Build a recipe in CRM Analytics Data Prep to combine and clean source data, then write it to a dataset that dashboards can use. Make sure the source objects are synced first so the recipe reads a current local copy.
- Open Data Prep and create a recipe
In CRM Analytics, go to Data Manager, open the Recipes (or Dataflows and Recipes) area, and click Create Recipe. A blank Data Prep canvas opens.
- Add input data
Add an Input node and pick your source, such as a synced Salesforce object, an existing dataset, or a connected external source. Add a second Input node if you plan to join or append another stream.
- Transform and combine
Add a Transform node for calculated columns, type conversions, and cleaning. Use a Join node to add related columns, a Filter node to drop unwanted rows, and an Aggregate node to roll up to a higher grain. Select any node to preview its results.
- Add an Output node
End the recipe with an Output node. Name the target dataset, choose the app it belongs to, and set a security predicate if you need row-level access control.
- Save, run, and schedule
Save the recipe, then run it to build the dataset. Schedule it to run on a recurring cadence so the dataset stays fresh, ideally after the related Data Sync job completes.
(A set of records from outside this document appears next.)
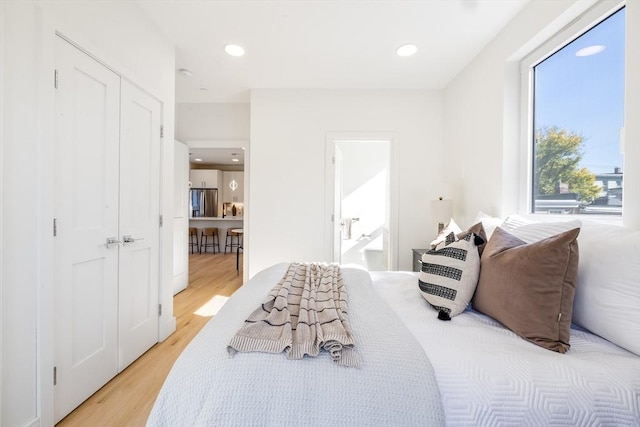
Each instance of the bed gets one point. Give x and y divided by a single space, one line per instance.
416 369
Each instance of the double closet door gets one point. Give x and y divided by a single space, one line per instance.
106 226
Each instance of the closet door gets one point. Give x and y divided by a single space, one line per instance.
139 222
86 217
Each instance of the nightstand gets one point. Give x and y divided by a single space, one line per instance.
417 258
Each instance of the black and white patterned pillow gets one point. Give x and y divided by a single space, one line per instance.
449 275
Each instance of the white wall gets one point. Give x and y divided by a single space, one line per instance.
481 110
212 121
287 217
180 217
118 34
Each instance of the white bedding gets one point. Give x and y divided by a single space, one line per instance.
489 376
395 384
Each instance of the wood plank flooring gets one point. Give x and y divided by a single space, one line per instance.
127 399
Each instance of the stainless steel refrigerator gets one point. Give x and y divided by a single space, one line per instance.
204 202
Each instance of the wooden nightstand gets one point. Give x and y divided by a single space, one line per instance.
417 258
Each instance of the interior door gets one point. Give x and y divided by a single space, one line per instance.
139 222
86 217
362 202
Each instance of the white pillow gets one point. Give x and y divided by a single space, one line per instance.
451 227
449 275
536 231
607 299
489 223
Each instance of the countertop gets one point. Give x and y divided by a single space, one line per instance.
217 218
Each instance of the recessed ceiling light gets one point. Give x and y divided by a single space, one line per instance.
590 50
234 50
407 50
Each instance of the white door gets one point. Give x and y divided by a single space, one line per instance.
107 202
362 203
139 222
86 212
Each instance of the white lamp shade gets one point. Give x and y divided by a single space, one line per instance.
441 210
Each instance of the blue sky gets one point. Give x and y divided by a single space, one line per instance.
585 94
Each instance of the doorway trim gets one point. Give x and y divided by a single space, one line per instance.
330 139
245 144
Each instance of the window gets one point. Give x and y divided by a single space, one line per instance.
575 116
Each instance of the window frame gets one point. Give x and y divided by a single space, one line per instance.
576 28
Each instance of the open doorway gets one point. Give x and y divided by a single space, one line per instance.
362 226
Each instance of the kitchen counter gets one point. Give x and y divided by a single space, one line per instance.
222 224
218 218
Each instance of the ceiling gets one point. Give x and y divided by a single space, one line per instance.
216 156
323 43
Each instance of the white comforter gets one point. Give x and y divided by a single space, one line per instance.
488 376
395 385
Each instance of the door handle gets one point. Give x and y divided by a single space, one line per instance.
112 241
131 239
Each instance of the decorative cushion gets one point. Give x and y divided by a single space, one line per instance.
607 300
529 288
449 275
489 223
478 230
451 227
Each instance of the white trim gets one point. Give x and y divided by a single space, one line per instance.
2 48
577 27
329 183
244 144
50 29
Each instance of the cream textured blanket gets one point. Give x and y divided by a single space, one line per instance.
306 312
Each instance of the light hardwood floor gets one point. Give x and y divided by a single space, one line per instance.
127 399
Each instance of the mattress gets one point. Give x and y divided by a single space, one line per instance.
488 376
395 384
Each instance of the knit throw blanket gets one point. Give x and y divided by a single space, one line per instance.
305 313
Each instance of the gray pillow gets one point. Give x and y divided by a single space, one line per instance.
449 275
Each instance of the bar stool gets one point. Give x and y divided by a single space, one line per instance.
228 241
204 239
193 239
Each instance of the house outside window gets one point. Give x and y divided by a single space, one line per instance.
574 88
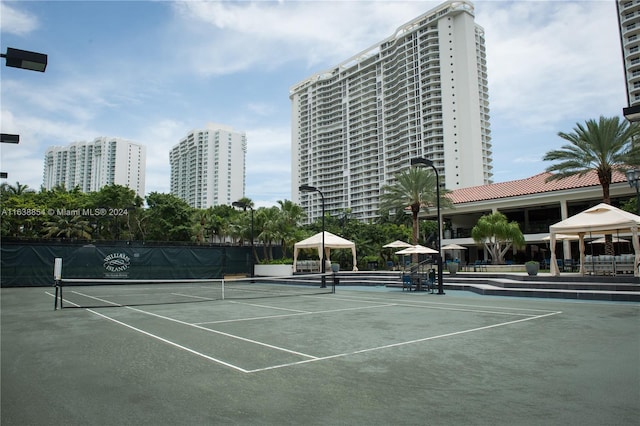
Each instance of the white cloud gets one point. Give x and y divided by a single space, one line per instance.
15 21
241 35
555 61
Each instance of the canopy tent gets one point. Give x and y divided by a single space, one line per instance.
417 249
602 219
331 241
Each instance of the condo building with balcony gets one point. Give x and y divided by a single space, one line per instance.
92 165
422 92
629 23
208 166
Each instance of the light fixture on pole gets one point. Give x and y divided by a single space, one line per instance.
244 206
429 163
323 267
633 177
24 59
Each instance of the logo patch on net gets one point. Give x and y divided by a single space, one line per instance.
117 262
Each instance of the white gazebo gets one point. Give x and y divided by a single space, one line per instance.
602 219
331 241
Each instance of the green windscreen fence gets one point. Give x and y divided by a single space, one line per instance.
32 264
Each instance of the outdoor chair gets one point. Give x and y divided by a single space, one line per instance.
407 282
429 282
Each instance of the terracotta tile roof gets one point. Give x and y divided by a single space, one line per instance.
532 185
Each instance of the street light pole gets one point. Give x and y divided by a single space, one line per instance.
429 163
323 267
26 60
245 206
633 177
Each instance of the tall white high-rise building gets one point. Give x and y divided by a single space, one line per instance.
629 23
92 165
208 166
422 92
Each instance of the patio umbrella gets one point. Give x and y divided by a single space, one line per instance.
417 249
397 244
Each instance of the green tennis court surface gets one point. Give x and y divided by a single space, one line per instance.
355 357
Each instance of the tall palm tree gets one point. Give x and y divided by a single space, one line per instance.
604 145
414 187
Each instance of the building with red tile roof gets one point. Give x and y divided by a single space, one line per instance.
533 202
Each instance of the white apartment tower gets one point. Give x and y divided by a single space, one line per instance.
92 165
208 166
422 92
629 22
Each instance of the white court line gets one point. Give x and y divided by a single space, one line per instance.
311 358
244 339
269 307
169 342
292 315
394 345
427 303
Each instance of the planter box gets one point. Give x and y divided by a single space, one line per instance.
282 270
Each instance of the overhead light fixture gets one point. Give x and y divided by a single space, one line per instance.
7 138
24 59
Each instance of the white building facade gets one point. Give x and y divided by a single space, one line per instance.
92 165
423 92
208 166
629 22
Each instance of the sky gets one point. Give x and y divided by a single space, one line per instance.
152 71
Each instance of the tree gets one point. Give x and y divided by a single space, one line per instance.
604 145
414 188
68 227
498 235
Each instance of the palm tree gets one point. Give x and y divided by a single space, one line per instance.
604 145
68 227
414 188
498 235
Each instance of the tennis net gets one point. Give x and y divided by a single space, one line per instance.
94 293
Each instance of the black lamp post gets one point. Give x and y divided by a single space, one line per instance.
24 59
323 267
633 177
429 163
245 206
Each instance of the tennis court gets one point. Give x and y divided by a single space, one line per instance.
359 356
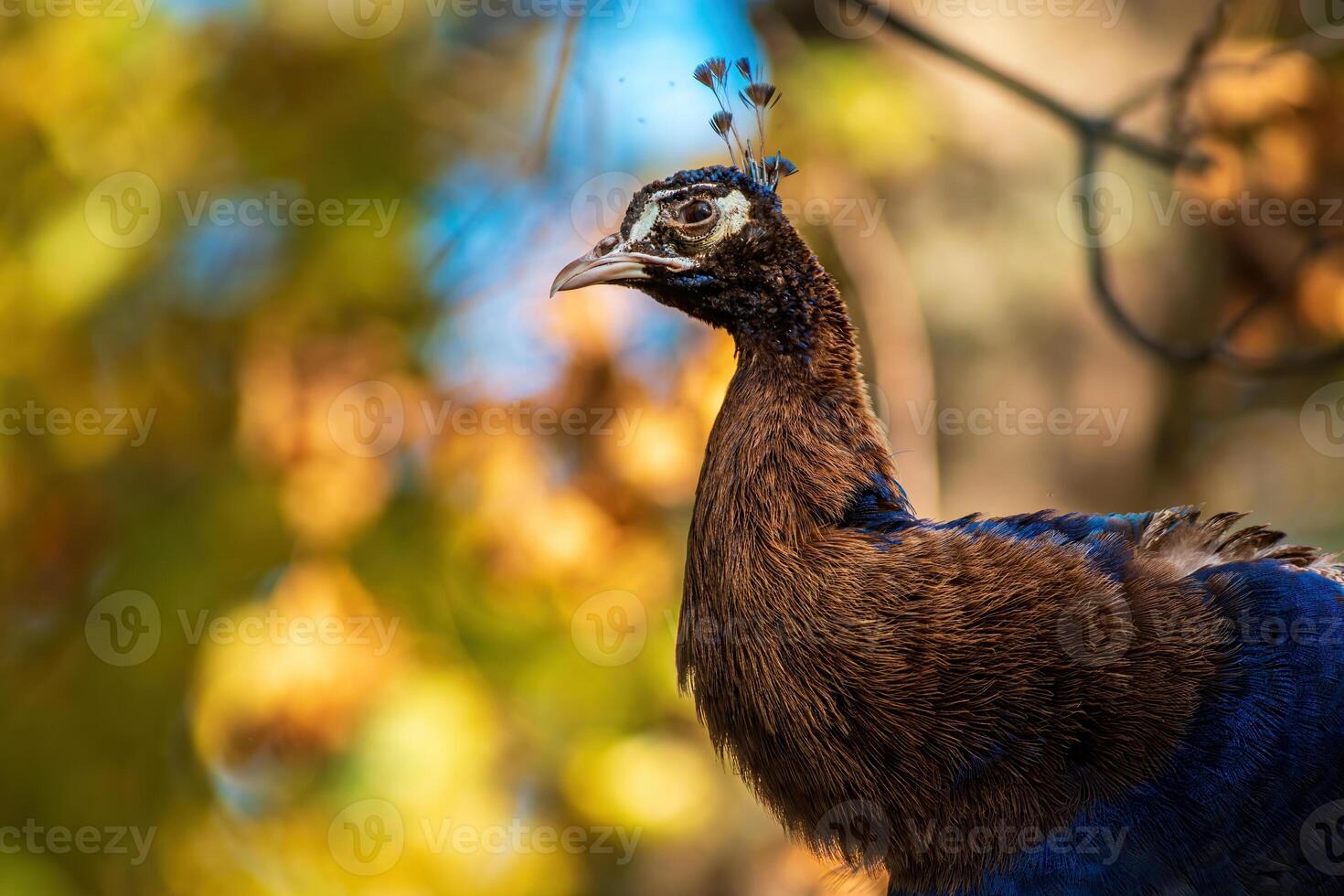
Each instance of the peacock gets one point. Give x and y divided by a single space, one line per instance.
1029 706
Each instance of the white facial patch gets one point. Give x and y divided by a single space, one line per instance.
649 217
735 209
734 212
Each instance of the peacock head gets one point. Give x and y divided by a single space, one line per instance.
714 242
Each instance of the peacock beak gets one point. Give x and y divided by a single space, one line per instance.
608 263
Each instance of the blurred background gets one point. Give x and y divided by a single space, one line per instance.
339 559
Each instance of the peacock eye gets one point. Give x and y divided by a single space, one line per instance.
697 212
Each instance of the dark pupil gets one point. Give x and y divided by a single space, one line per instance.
698 212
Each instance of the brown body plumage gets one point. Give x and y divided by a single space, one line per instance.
878 678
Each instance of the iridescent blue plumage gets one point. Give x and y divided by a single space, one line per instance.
1247 805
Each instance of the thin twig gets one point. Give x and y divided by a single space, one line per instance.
1095 132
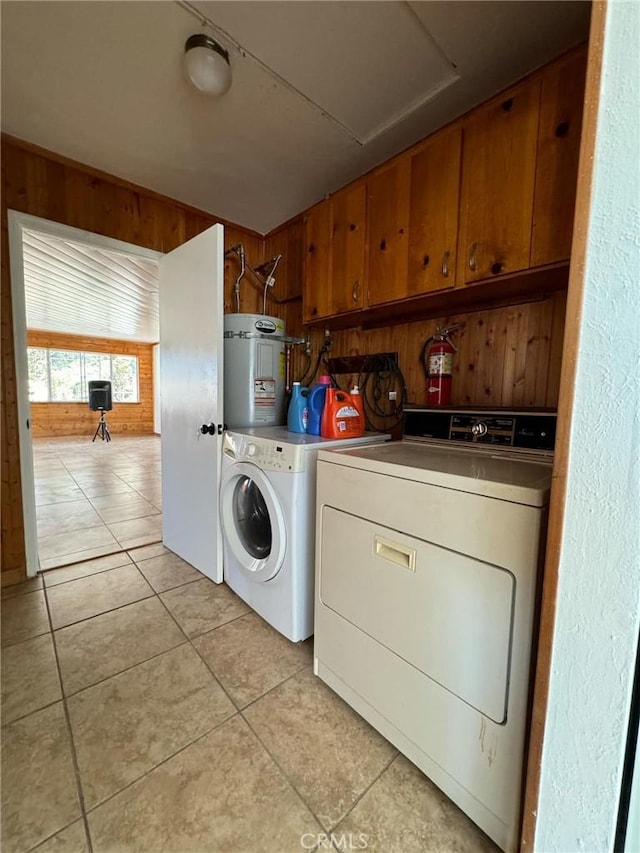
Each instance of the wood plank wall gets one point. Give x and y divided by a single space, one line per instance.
507 356
51 419
43 184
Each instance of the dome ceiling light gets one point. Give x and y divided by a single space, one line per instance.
207 64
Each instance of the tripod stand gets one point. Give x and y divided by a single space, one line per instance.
102 429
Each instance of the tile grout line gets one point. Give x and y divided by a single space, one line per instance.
160 763
72 746
281 769
190 641
51 837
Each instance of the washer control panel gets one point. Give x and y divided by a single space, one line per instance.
264 454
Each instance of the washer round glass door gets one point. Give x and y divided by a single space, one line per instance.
253 521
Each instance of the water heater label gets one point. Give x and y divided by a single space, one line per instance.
264 392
The synced object, dataset, or connected source the Input node reads. Sync source objects first so the recipe reads a current local copy.
The name of the dataset the Output node creates or overwrites. Dashboards and lenses query this dataset.
The CRM Analytics app that stores the output dataset and controls who can access it.
A row-level security rule on the output dataset that limits which rows each user can see.
- If the source object is not synced, the recipe still runs but reads slower and may miss recent records; pre-pull with Data Sync first.
- Running a recipe overwrites its target dataset, so a broken change replaces the good dataset everywhere downstream. Use version history to restore.
- Transformations run in the order placed inside a Transform node, so a derived column must come after the cleaning step it depends on.
- Scheduling a heavy recipe too frequently wastes run capacity; match the cadence to how fresh the analysis truly needs to be.